12月18日はカタールのナショナルデー。

当日はもちろんですが、毎年12月に入るとこの日に向けて様々なイベントが行われます。

そんなイベントの一つがDarb Al Saaiと呼ばれるエキシビジョン。簡単に言ってしまうと、カタールの歴史や文化を学ぶためのイベントです。会場は外国人よりもカタール人の方が多く、初日の夜に行われる国旗掲揚には大勢の人がやってきて見守る姿が見られます。

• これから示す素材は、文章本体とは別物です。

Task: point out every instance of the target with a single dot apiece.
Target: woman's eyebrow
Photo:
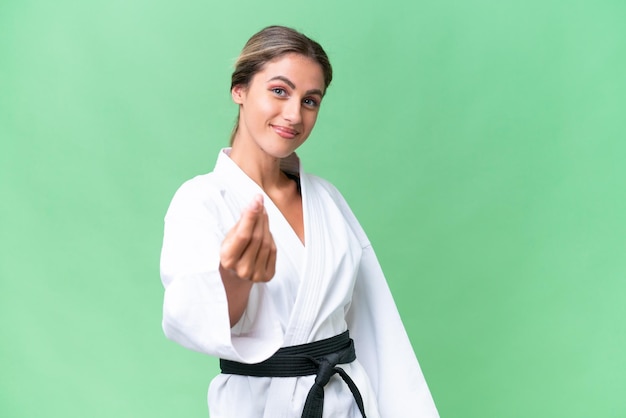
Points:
(293, 86)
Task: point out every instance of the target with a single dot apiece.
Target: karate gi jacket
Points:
(331, 283)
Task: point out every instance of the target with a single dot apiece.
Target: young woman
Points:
(266, 267)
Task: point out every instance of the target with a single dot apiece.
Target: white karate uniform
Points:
(332, 283)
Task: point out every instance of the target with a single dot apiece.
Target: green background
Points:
(481, 143)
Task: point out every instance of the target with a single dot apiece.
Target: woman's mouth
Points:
(284, 132)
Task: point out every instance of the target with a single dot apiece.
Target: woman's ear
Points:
(238, 93)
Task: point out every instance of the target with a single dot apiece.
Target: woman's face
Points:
(278, 109)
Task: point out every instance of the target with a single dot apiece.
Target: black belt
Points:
(318, 358)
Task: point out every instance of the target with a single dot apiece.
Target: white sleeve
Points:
(381, 342)
(195, 308)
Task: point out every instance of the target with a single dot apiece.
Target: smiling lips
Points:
(284, 132)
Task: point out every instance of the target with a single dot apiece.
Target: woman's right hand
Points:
(249, 251)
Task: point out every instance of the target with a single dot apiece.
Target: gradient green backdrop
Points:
(481, 143)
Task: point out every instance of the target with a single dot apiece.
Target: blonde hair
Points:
(270, 43)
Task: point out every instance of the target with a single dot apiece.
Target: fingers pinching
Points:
(248, 250)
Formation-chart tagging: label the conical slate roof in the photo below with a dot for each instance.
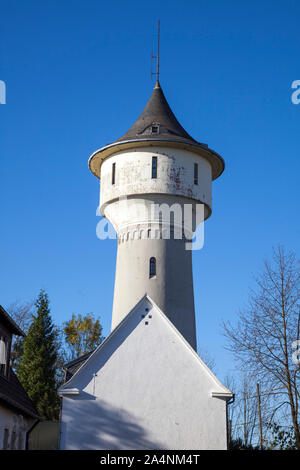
(157, 125)
(159, 114)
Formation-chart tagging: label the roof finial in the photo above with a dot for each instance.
(157, 85)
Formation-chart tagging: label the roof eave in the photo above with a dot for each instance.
(97, 158)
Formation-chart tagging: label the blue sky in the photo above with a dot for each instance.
(78, 75)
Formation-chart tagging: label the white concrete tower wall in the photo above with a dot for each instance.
(141, 234)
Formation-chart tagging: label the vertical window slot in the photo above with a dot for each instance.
(154, 167)
(195, 173)
(152, 267)
(113, 174)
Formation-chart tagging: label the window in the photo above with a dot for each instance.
(5, 439)
(13, 440)
(152, 267)
(154, 129)
(113, 174)
(4, 349)
(154, 167)
(195, 173)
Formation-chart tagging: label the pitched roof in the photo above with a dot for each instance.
(157, 112)
(106, 349)
(169, 132)
(10, 324)
(72, 366)
(12, 393)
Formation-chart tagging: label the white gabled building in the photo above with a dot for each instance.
(144, 387)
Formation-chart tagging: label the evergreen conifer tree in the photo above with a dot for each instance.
(37, 368)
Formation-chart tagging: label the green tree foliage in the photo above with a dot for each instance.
(37, 368)
(82, 334)
(283, 438)
(22, 315)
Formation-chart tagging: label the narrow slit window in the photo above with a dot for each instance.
(113, 174)
(152, 267)
(154, 167)
(195, 173)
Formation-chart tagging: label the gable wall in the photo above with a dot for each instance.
(144, 390)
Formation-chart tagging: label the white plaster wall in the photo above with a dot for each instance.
(14, 422)
(171, 288)
(175, 174)
(145, 389)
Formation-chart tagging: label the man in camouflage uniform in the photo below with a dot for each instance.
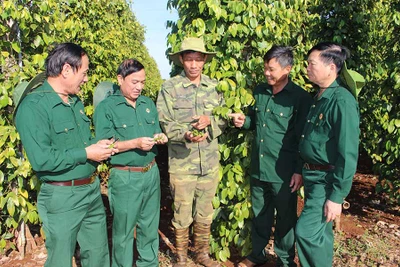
(185, 106)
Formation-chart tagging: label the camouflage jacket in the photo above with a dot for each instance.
(178, 101)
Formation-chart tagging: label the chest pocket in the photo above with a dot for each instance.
(209, 105)
(64, 133)
(281, 117)
(259, 111)
(183, 110)
(124, 128)
(319, 130)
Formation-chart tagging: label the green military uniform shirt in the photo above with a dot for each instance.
(115, 117)
(178, 101)
(331, 137)
(279, 120)
(55, 135)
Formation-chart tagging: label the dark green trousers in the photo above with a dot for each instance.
(71, 214)
(314, 235)
(135, 202)
(266, 198)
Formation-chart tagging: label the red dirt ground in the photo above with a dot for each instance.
(369, 213)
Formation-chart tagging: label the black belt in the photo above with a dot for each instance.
(136, 169)
(318, 167)
(77, 182)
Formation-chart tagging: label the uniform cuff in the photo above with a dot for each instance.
(246, 124)
(79, 154)
(336, 197)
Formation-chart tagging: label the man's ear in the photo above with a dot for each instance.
(120, 79)
(66, 70)
(287, 69)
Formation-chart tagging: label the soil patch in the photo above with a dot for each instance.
(369, 233)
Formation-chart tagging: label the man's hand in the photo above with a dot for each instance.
(201, 122)
(145, 143)
(296, 182)
(100, 151)
(195, 139)
(160, 138)
(332, 210)
(238, 119)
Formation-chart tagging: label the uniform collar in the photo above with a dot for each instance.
(330, 90)
(204, 80)
(120, 99)
(289, 87)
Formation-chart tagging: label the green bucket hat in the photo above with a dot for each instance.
(24, 88)
(102, 91)
(191, 44)
(353, 80)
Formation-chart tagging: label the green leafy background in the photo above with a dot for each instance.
(241, 32)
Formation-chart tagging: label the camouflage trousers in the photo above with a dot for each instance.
(193, 196)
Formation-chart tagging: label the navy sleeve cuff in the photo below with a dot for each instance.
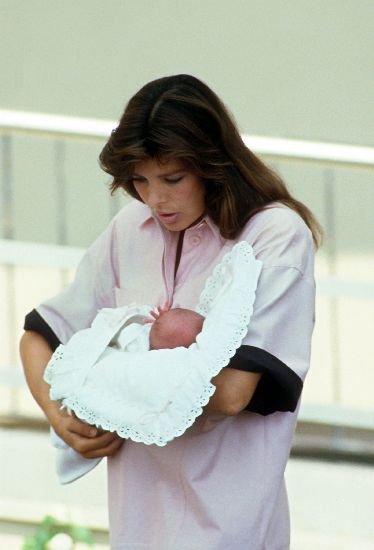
(279, 388)
(35, 322)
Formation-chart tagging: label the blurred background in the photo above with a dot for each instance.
(298, 77)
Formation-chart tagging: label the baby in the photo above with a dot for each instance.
(168, 329)
(174, 328)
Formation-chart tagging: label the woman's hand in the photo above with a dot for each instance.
(88, 441)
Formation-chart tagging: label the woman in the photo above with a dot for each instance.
(199, 191)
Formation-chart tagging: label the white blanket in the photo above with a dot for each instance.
(154, 396)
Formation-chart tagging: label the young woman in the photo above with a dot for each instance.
(198, 191)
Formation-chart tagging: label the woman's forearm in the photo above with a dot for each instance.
(35, 354)
(234, 390)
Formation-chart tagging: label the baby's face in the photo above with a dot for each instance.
(175, 328)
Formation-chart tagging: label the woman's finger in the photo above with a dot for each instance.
(107, 450)
(78, 427)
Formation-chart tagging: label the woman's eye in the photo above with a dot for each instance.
(174, 179)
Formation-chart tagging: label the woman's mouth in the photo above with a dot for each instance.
(167, 218)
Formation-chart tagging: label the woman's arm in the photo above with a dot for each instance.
(234, 390)
(85, 439)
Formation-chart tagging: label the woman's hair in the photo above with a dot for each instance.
(180, 117)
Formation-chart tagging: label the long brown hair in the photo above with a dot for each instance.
(181, 117)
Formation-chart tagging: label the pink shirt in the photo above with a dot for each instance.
(220, 485)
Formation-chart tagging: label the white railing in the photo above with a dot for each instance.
(87, 128)
(15, 254)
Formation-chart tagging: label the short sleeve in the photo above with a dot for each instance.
(93, 288)
(278, 341)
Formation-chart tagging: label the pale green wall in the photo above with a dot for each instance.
(300, 68)
(292, 68)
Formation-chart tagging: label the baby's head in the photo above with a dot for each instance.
(174, 328)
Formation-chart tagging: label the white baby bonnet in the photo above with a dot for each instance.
(154, 396)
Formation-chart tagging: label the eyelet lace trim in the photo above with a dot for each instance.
(227, 304)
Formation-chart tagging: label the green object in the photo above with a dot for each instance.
(49, 527)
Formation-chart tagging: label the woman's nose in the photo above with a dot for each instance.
(156, 195)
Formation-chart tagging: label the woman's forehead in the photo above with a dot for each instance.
(159, 166)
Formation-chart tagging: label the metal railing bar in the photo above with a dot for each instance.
(89, 128)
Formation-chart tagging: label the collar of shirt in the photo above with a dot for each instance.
(148, 218)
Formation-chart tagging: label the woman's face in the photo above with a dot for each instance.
(171, 190)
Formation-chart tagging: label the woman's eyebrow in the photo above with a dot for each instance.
(163, 175)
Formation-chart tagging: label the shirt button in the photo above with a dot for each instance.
(195, 240)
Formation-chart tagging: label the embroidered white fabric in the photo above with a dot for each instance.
(154, 396)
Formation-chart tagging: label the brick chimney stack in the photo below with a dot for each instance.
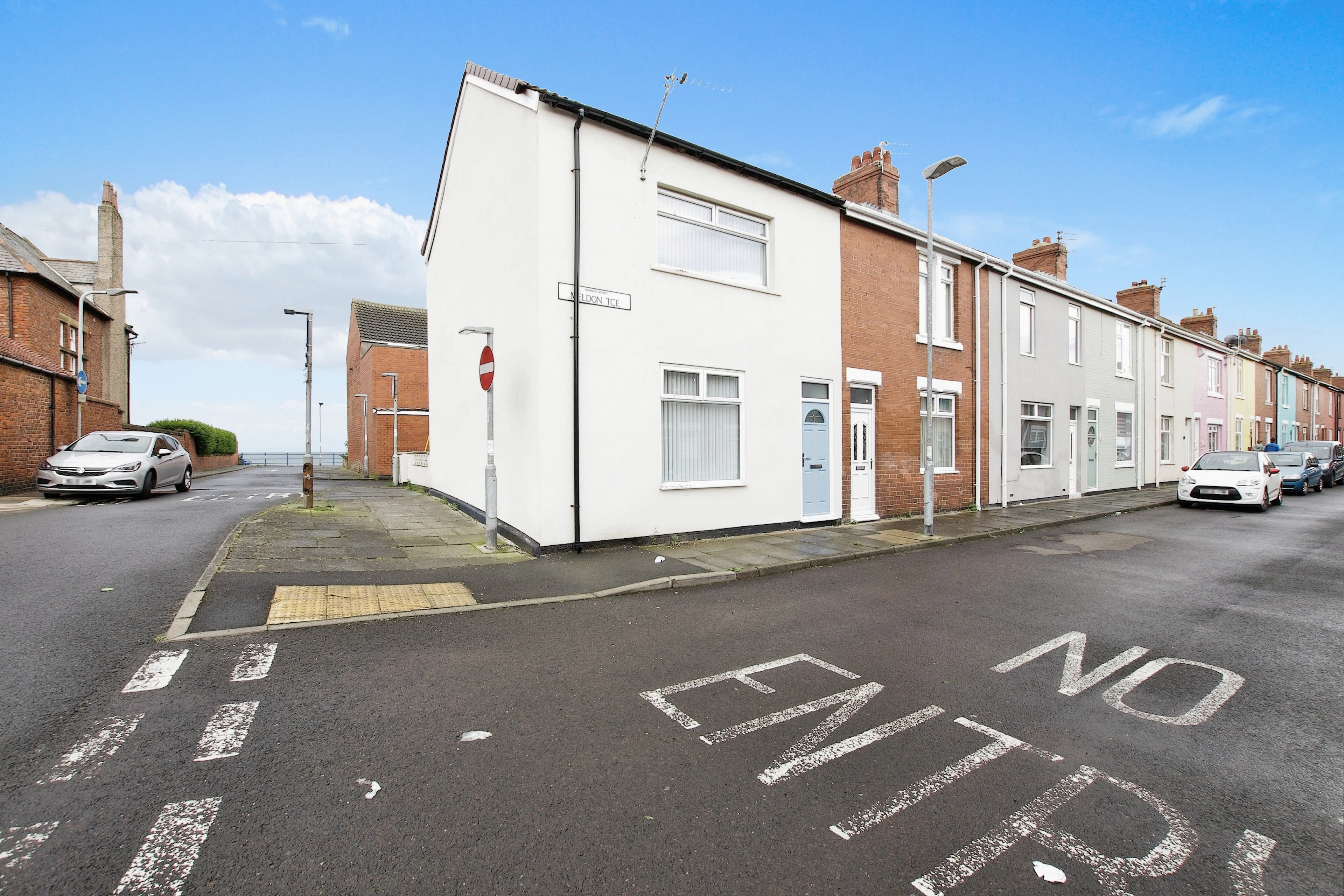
(1205, 323)
(1045, 257)
(873, 181)
(1279, 355)
(1253, 340)
(1142, 298)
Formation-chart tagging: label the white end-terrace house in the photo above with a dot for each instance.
(699, 396)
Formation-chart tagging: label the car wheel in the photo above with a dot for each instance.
(147, 489)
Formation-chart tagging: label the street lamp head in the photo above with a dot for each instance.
(941, 168)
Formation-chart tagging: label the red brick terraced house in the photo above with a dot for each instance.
(40, 308)
(386, 339)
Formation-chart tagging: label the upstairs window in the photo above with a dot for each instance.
(1124, 350)
(1076, 335)
(1027, 323)
(944, 311)
(699, 237)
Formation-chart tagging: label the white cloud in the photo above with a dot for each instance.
(1183, 120)
(210, 311)
(336, 30)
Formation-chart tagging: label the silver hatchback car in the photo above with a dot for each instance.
(116, 464)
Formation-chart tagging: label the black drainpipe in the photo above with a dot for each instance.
(579, 540)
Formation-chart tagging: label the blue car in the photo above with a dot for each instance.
(1302, 472)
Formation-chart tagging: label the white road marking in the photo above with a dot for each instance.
(1248, 863)
(878, 813)
(91, 753)
(158, 671)
(1073, 681)
(226, 731)
(658, 698)
(1202, 711)
(170, 851)
(254, 663)
(1030, 822)
(18, 844)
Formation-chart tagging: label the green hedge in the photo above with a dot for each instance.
(209, 439)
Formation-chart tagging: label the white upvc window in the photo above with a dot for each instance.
(1124, 350)
(1027, 322)
(1076, 335)
(1124, 437)
(702, 426)
(944, 432)
(1035, 434)
(944, 309)
(705, 238)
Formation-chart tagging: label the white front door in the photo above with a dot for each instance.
(862, 495)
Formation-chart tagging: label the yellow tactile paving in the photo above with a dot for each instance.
(314, 602)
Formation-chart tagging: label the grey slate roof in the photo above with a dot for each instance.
(392, 324)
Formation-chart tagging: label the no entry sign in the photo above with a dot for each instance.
(487, 369)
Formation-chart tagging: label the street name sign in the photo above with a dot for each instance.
(590, 296)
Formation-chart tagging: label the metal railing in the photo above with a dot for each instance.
(288, 458)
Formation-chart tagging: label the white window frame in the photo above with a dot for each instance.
(944, 311)
(1124, 350)
(1127, 410)
(939, 413)
(1076, 335)
(713, 225)
(1027, 323)
(1050, 433)
(742, 428)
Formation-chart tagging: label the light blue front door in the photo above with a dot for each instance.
(816, 458)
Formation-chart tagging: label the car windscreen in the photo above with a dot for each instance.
(1236, 461)
(113, 442)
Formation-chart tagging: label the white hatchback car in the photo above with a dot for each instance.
(1249, 479)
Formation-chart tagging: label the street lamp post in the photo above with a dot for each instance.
(491, 477)
(80, 399)
(308, 409)
(396, 463)
(366, 429)
(931, 174)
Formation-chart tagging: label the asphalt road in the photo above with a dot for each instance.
(939, 773)
(64, 636)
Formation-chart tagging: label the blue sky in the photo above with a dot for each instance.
(1197, 141)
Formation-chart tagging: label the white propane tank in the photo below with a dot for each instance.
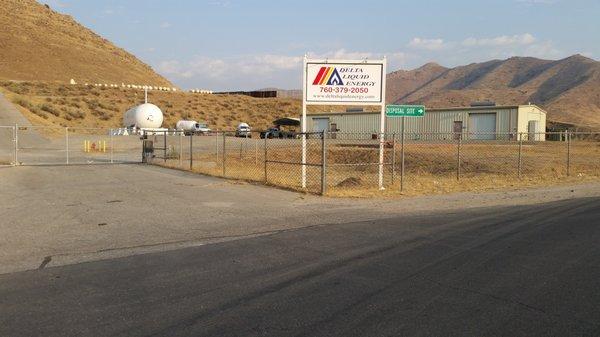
(188, 126)
(145, 116)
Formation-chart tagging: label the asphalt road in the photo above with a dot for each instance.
(510, 271)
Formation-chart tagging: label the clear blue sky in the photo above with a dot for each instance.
(234, 44)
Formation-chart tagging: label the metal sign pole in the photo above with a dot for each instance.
(180, 149)
(382, 125)
(67, 142)
(402, 155)
(112, 146)
(16, 144)
(303, 123)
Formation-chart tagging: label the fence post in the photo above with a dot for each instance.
(16, 141)
(165, 147)
(67, 142)
(191, 151)
(402, 157)
(323, 163)
(224, 154)
(112, 145)
(180, 149)
(568, 153)
(393, 158)
(458, 157)
(520, 167)
(265, 148)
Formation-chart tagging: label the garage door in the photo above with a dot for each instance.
(482, 126)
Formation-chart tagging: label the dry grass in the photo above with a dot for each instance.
(53, 104)
(429, 168)
(41, 44)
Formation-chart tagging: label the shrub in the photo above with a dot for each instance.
(23, 102)
(39, 112)
(75, 114)
(18, 87)
(49, 108)
(93, 104)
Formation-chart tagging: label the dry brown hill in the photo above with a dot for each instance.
(403, 82)
(39, 44)
(569, 89)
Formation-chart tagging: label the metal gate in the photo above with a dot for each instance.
(7, 145)
(41, 145)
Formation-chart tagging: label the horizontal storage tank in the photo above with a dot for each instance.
(188, 126)
(145, 116)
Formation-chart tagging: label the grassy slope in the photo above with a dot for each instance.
(39, 44)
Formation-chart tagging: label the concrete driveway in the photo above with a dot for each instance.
(57, 215)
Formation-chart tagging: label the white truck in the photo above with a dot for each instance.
(192, 127)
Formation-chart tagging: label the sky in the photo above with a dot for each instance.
(245, 45)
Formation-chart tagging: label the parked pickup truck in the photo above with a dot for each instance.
(277, 133)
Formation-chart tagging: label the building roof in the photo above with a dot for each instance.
(469, 108)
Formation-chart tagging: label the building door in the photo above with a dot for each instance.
(533, 131)
(482, 126)
(457, 130)
(333, 129)
(321, 124)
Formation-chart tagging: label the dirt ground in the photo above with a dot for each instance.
(429, 168)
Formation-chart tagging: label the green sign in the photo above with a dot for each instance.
(405, 110)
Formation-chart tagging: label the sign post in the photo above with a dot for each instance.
(344, 82)
(404, 111)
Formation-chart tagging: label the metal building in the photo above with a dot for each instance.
(475, 122)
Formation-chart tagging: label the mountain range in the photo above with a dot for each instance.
(569, 89)
(40, 44)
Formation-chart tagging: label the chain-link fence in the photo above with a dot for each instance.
(7, 145)
(351, 163)
(43, 145)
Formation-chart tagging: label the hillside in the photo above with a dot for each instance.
(39, 44)
(569, 89)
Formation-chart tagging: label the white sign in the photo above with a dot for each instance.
(344, 82)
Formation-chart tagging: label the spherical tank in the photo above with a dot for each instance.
(145, 116)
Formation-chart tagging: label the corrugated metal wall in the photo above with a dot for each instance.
(437, 121)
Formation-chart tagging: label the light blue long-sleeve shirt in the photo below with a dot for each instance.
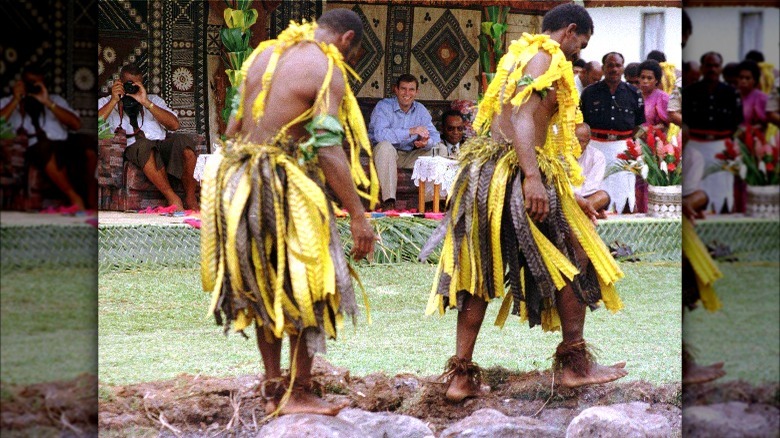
(390, 123)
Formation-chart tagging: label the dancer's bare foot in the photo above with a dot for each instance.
(304, 402)
(596, 374)
(191, 204)
(701, 374)
(462, 387)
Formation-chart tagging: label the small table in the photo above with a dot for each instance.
(200, 165)
(440, 171)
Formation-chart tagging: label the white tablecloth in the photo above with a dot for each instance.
(200, 165)
(435, 170)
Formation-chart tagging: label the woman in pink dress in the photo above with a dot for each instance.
(656, 100)
(754, 113)
(753, 99)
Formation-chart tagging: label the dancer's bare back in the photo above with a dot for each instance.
(295, 83)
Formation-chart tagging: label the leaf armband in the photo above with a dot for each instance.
(325, 131)
(528, 80)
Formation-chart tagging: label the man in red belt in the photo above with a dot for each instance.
(614, 110)
(712, 111)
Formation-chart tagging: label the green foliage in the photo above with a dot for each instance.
(152, 329)
(491, 37)
(656, 176)
(48, 329)
(104, 130)
(236, 37)
(755, 176)
(744, 333)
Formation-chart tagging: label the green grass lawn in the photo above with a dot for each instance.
(744, 333)
(153, 326)
(48, 325)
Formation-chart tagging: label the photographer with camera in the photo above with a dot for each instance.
(69, 159)
(146, 119)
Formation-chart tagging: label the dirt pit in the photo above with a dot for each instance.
(209, 406)
(62, 408)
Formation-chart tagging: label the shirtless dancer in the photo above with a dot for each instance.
(276, 260)
(532, 123)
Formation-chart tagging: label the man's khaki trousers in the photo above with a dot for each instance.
(388, 160)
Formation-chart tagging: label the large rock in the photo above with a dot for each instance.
(625, 420)
(490, 423)
(309, 426)
(386, 424)
(731, 419)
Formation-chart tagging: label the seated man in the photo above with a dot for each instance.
(593, 166)
(699, 271)
(69, 159)
(453, 128)
(401, 131)
(146, 119)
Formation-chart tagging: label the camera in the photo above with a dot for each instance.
(31, 88)
(130, 87)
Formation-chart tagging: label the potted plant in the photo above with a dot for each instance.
(760, 169)
(491, 41)
(658, 161)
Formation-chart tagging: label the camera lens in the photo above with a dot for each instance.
(130, 87)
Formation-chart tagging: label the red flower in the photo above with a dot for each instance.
(651, 137)
(661, 136)
(749, 137)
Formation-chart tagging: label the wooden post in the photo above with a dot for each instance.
(421, 197)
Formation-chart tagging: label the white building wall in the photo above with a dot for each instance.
(619, 29)
(718, 29)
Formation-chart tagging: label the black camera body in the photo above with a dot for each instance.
(130, 87)
(31, 88)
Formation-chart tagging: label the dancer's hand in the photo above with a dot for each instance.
(363, 237)
(587, 208)
(536, 203)
(690, 212)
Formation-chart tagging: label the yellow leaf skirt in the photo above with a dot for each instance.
(270, 251)
(491, 245)
(699, 271)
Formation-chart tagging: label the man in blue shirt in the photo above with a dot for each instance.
(401, 130)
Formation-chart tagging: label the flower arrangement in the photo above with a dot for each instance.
(760, 163)
(235, 37)
(655, 158)
(468, 109)
(728, 160)
(6, 130)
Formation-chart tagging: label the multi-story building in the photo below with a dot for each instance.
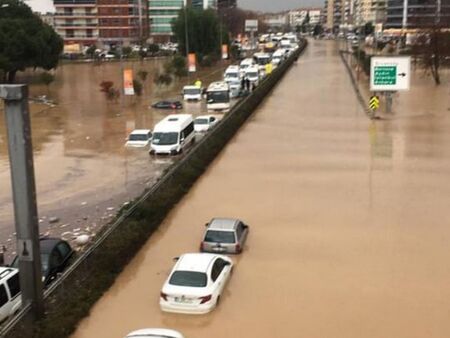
(76, 21)
(226, 4)
(122, 20)
(416, 13)
(161, 14)
(298, 16)
(89, 22)
(369, 11)
(203, 4)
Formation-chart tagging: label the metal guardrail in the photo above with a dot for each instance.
(23, 319)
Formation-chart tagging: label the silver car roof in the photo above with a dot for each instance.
(223, 224)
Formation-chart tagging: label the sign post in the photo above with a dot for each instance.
(24, 195)
(252, 27)
(390, 74)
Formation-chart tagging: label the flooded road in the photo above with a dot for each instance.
(83, 171)
(348, 228)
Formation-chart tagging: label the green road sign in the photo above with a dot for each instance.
(385, 75)
(374, 102)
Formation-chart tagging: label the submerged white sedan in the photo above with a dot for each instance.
(195, 283)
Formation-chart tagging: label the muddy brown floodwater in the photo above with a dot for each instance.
(83, 171)
(348, 219)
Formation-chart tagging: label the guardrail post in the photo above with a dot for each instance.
(24, 194)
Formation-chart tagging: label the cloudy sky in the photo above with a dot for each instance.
(260, 5)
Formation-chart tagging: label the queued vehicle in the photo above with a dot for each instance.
(167, 105)
(218, 97)
(204, 123)
(172, 134)
(55, 258)
(246, 63)
(192, 93)
(139, 138)
(10, 299)
(232, 73)
(252, 73)
(225, 236)
(154, 333)
(195, 283)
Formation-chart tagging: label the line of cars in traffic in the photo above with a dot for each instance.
(197, 280)
(56, 255)
(176, 131)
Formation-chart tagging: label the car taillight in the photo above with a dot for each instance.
(205, 299)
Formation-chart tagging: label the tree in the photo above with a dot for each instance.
(368, 28)
(432, 45)
(25, 41)
(203, 32)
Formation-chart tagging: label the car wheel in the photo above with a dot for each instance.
(217, 301)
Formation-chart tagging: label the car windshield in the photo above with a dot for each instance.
(201, 121)
(188, 278)
(232, 75)
(164, 139)
(192, 91)
(262, 61)
(220, 236)
(138, 137)
(218, 97)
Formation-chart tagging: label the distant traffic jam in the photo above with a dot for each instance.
(197, 280)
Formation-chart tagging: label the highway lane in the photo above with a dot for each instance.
(348, 230)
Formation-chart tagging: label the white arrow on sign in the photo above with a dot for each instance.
(390, 73)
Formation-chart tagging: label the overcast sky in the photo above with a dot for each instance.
(277, 5)
(257, 5)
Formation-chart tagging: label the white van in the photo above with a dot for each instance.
(245, 64)
(232, 73)
(172, 134)
(10, 298)
(218, 97)
(252, 73)
(192, 93)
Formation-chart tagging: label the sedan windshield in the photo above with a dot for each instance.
(218, 97)
(188, 278)
(165, 139)
(193, 91)
(201, 121)
(220, 236)
(138, 137)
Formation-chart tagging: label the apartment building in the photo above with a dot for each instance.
(106, 22)
(298, 16)
(76, 21)
(416, 13)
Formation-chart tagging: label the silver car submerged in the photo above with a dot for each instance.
(224, 235)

そのDarb Al Saaiが今年はコロナの影響で中止との発表がありました。残念ですが、仕方がありません。ちなみにナショナルデーに関わるイベントが中止になったのは今回が初めてではなく、2016年にシリアのアレッポでの戦争で大勢の市民が犠牲になったのを受けて、首長殿下の指示により全てのイベントがキャンセルされたことがあります。

Darb Al Saai以外にナショナルデーで行われる主なイベントは、軍事パレード、花火、クラシックカーパレードなどがありますが、2007年にそれまでの独立記念日(9月3日)から変更になった際、各部族による祝賀会というものが行われていました。

最初の数年は各部族がそれぞれの主だった地域でテントを張り、午後から夜にかけて連日祝いの剣舞などを披露し、それを首長殿下をはじめとした王族関係者が訪問して労うというのが慣しだったのです。

その後、郊外に専用のエリアが設置され、各部族は政府から指定されたエリアに各自テントを張ったり、櫓を組んだりしていました。それまでバラバラに行われていたものを一か所に集めることで、訪問する王族関係者の負担を少なくすることも目的の一つだったのでしょう。

そのイベントも前述の2016年のキャンセルにより、始まって数日後には撤収となりました。まだ完全に準備の整っていない部族もあったようです。

そして翌年からは、この部族イベントは廃止されてしまいます。聞いた話では「各部族間の対立を煽ってしまう」からだと。首長殿下もお忙しいわけですから、全ての部族のテントを訪問することはできません。格が違うと言ったら失礼な話ではありますが、やはり他の王族が訪問するのとでは、部族側の受け止め方も違ってきます。そういった心理面でも無用な感情を引き起こすのは得策ではないという判断があったのかもしれませんね。